DIARY 25/01/08
- Written by Steve Harley
- Read: 5119 Times
I am squeamish. A drop of blood, I can handle. Even watched the German pathologist/anatomist, Dr Gunther, sawing cadavers in half, and then into pieces on TV. Saw him decapitate one. But "saw" is the key word here. They were dead bodies. Cold. Frozen. Felt no pain. I could not stay in a room where, even on TV, a living person was being given the "saw" treatment. They may be sleeping, deep under anaesthetic, but they are alive. And I feel their pain. My wife is not like that. She has the stomach for it. Our friend, Juliet, is a major player at the National Hospital For Neurology And Neurosurgery in London and, she being friends with a surgeon or three, the occasional invitation to sit-in, actually to stand-in and watch from over the surgeon's shoulder during complicated, life-threatening/saving brain surgery, comes our way.

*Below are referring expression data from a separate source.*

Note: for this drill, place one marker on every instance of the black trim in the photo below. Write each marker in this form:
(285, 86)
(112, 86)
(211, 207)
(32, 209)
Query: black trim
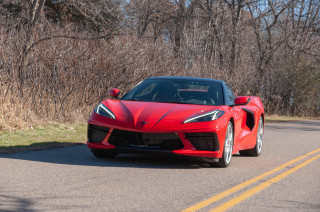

It comes our way because Mrs Harley has herself studied Anatomy and Physiology, and they trust her not to faint. She's just home from a six hour operation involving the removal of a tennis ball-sized chunk - yes, tennis ball-sized! - of a man's brain. Epilepsy was his problem. Major problem. And, God willing, now his life will be considerably improved. I know perfectly well the skill involved in such a piece of surgical theatre, and am myself living proof of such skills (orthopaedic, not neurological, of course), but you won't be seeing me in there while they perform. The boys with the white coats would be summoned before the poor patient laid out before me had even had a chance to get settled in ga-ga land.